Ebay is your best bet.


----------



## Alexraptor (Jan 30, 2003)

rbp 4 135 said:


> actually the total heat output between a pc and mh is not so different, it is jsut that all of the heat on a mh is concentrated in a small area, as with all of the light. just hang them about 12 inches above the water and they should minimally affect your tempature. they do draw alot of energy though. Hmm my final suggestion is how about t-5 these are starting to catch on, and your local hardware stores may carry the fixtures, although they wont be HO, and the k would be around 6500-4500


*sigh* Not to be rude, but im aware of all those options, i run t8's on my current reef tank.
Ill say this once again, "Light Fixtures" bought here in sweden, are more than "twice as expensive" as in the united states. Hence why im trying to find something similar to the "Mini Compact" bulbs.
So that i will NOT have to replace my current fixtures.


----------



## rbp 4 135 (Mar 2, 2004)

ya i know you know that i know that you know what you are dooing :laugh: 
i hope that you find some of those bulbs.


----------



## BlackSunshine (Mar 28, 2006)

I'm thinking Ebay may be your best bet. I know there are some sellers that are over that way. I'm sure one of them should be able to provide you the bulbs your looking for.


----------



## Alexraptor (Jan 30, 2003)

the biggest problem is voltage, U.S models use 110-120 volts
if they arent sold in europe, then a ebay seller wont help me because it has to be 220 volts or ill fry the bulb.


----------



## BlackSunshine (Mar 28, 2006)

Alexraptor said:


> the biggest problem is voltage, U.S models use 110-120 volts
> if they arent sold in europe, then a ebay seller wont help me because it has to be 220 volts or ill fry the bulb.
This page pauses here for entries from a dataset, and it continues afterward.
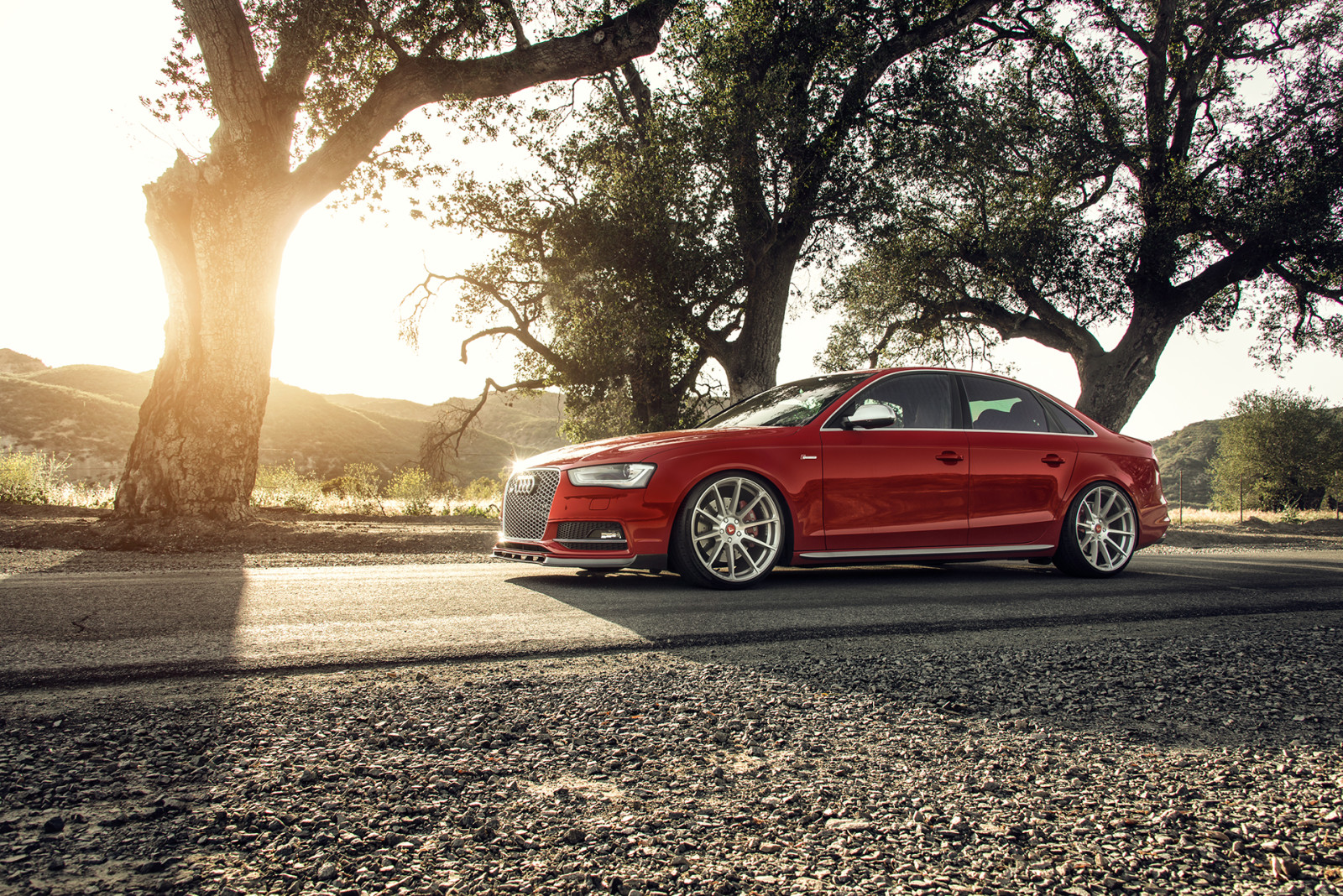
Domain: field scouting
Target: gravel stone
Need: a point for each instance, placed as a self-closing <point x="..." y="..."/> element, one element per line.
<point x="1188" y="757"/>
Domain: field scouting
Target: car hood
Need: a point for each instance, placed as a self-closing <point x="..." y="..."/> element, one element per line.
<point x="648" y="445"/>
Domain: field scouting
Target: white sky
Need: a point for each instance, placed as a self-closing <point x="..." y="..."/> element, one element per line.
<point x="82" y="284"/>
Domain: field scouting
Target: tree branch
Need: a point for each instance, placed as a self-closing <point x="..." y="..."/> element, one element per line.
<point x="415" y="82"/>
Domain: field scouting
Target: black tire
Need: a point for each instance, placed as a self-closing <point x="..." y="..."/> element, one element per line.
<point x="1100" y="533"/>
<point x="729" y="531"/>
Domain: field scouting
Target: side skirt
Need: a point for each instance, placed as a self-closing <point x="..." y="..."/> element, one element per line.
<point x="906" y="553"/>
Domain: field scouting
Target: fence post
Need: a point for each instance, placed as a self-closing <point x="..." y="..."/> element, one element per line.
<point x="1179" y="479"/>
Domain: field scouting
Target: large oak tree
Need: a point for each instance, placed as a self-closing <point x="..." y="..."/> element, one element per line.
<point x="752" y="157"/>
<point x="306" y="93"/>
<point x="1132" y="164"/>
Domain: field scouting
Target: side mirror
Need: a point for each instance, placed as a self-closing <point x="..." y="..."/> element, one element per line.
<point x="872" y="416"/>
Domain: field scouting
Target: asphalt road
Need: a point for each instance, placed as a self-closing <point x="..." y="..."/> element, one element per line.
<point x="86" y="627"/>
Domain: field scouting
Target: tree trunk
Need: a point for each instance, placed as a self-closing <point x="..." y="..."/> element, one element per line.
<point x="751" y="361"/>
<point x="1115" y="381"/>
<point x="221" y="246"/>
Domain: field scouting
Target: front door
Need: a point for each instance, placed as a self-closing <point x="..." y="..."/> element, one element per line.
<point x="903" y="484"/>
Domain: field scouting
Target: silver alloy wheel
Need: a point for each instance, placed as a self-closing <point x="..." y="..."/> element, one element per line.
<point x="736" y="529"/>
<point x="1105" y="528"/>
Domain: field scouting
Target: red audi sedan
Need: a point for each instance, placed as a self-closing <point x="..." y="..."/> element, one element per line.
<point x="911" y="464"/>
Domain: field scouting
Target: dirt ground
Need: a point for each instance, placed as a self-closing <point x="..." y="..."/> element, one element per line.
<point x="462" y="538"/>
<point x="274" y="531"/>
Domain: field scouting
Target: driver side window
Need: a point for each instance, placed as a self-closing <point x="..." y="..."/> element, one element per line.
<point x="917" y="400"/>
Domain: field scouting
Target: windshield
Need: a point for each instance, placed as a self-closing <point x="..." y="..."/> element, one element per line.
<point x="792" y="404"/>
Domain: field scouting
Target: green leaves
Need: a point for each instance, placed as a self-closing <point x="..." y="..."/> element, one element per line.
<point x="1278" y="450"/>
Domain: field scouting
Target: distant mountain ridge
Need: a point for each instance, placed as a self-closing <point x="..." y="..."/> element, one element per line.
<point x="89" y="414"/>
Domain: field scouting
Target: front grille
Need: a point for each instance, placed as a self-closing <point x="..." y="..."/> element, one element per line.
<point x="584" y="530"/>
<point x="525" y="513"/>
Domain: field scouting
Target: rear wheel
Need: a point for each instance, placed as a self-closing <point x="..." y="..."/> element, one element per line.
<point x="729" y="533"/>
<point x="1099" y="534"/>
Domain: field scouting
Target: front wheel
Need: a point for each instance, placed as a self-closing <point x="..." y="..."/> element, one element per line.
<point x="1099" y="534"/>
<point x="729" y="531"/>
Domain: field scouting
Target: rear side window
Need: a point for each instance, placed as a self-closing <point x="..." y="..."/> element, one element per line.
<point x="1064" y="421"/>
<point x="1004" y="407"/>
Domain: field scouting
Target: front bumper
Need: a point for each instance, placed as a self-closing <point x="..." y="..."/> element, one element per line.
<point x="541" y="557"/>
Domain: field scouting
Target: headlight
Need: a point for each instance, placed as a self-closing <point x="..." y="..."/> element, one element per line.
<point x="613" y="475"/>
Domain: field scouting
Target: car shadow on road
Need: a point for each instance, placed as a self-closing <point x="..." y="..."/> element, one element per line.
<point x="1002" y="644"/>
<point x="870" y="602"/>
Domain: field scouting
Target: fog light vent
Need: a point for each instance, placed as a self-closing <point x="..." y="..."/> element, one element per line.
<point x="593" y="535"/>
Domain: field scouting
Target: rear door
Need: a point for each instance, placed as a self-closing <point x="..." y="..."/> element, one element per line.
<point x="904" y="484"/>
<point x="1018" y="468"/>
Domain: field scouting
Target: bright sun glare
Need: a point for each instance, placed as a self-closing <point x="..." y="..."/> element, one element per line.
<point x="84" y="284"/>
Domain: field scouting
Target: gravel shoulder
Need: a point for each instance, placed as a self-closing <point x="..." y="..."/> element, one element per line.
<point x="1103" y="759"/>
<point x="1192" y="755"/>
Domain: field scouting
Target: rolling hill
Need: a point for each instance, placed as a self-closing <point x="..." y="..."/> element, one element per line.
<point x="89" y="414"/>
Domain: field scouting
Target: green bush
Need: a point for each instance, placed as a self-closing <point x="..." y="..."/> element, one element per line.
<point x="284" y="486"/>
<point x="483" y="488"/>
<point x="415" y="490"/>
<point x="363" y="486"/>
<point x="30" y="477"/>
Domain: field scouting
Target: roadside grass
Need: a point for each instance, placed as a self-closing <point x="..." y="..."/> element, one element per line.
<point x="38" y="477"/>
<point x="30" y="477"/>
<point x="1205" y="517"/>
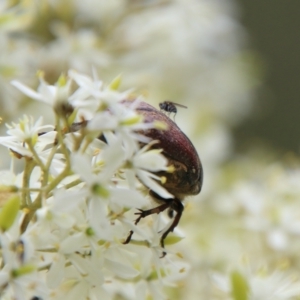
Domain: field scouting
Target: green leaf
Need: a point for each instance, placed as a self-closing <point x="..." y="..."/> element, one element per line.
<point x="9" y="212"/>
<point x="239" y="286"/>
<point x="23" y="270"/>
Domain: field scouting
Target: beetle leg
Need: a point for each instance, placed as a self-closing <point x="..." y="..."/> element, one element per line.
<point x="174" y="205"/>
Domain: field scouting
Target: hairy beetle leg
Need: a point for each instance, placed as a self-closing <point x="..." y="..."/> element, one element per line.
<point x="174" y="205"/>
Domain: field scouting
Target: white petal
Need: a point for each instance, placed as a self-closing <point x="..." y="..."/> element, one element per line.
<point x="120" y="270"/>
<point x="27" y="91"/>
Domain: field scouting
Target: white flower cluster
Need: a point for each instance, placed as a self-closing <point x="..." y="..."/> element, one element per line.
<point x="78" y="193"/>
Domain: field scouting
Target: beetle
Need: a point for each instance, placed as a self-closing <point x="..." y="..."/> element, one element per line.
<point x="187" y="177"/>
<point x="170" y="107"/>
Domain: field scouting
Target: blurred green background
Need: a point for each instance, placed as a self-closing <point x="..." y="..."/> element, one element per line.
<point x="273" y="31"/>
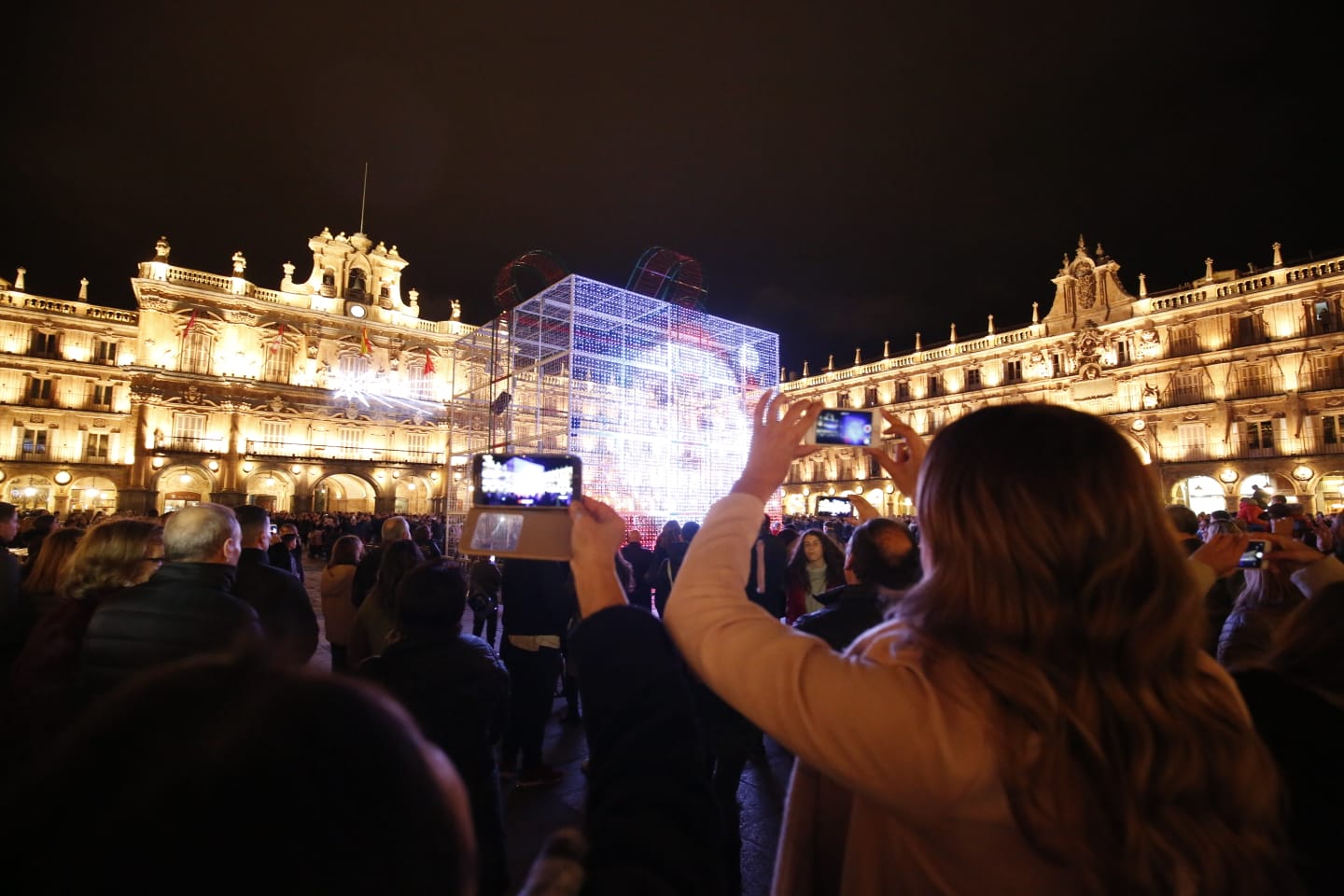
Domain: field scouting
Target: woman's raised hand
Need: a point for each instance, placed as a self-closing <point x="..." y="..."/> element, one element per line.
<point x="777" y="430"/>
<point x="903" y="468"/>
<point x="595" y="539"/>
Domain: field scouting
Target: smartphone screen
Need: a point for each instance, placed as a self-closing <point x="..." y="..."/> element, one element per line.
<point x="525" y="480"/>
<point x="1254" y="555"/>
<point x="834" y="507"/>
<point x="836" y="426"/>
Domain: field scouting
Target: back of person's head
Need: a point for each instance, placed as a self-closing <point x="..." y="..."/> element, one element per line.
<point x="1309" y="645"/>
<point x="202" y="776"/>
<point x="345" y="551"/>
<point x="398" y="559"/>
<point x="1267" y="587"/>
<point x="113" y="553"/>
<point x="430" y="601"/>
<point x="57" y="551"/>
<point x="253" y="522"/>
<point x="1053" y="578"/>
<point x="882" y="553"/>
<point x="198" y="532"/>
<point x="1183" y="519"/>
<point x="396" y="528"/>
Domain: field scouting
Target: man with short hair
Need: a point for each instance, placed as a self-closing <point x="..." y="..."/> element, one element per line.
<point x="281" y="603"/>
<point x="1185" y="525"/>
<point x="183" y="610"/>
<point x="396" y="528"/>
<point x="11" y="574"/>
<point x="286" y="550"/>
<point x="640" y="559"/>
<point x="880" y="559"/>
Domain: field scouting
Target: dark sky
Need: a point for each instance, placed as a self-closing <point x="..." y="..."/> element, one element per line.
<point x="845" y="172"/>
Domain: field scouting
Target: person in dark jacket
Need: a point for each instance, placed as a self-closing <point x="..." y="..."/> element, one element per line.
<point x="287" y="550"/>
<point x="538" y="608"/>
<point x="183" y="610"/>
<point x="640" y="559"/>
<point x="455" y="688"/>
<point x="879" y="560"/>
<point x="366" y="574"/>
<point x="280" y="599"/>
<point x="11" y="605"/>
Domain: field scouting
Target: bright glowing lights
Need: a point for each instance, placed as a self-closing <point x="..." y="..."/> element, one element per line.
<point x="653" y="398"/>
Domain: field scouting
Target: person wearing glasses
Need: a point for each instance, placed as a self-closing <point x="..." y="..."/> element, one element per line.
<point x="185" y="609"/>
Yes. there are european sellers also on Ebay. alot out of germany also. you just have to dig around once you find one ask them questions they might have those avalible just not listed.
Have you thought to get an universal adapter and used the US blub and fixture? that may be an easier soloution.


----------



## Alexraptor (Jan 30, 2003)

yeah, but to by a US fixture it needs to be shipped from the US, and as i stated before, i would then get slapped with a large import fee


----------



## mykil73g (Aug 28, 2004)

are these guys the same makers?
http://www.esuweb.com/category.asp?ESUSubCompany=Coralife

hope you find/get them!
would you have to pay even if someone got them here and shipped them to your door? ( like a gift,sent by ups or something)


----------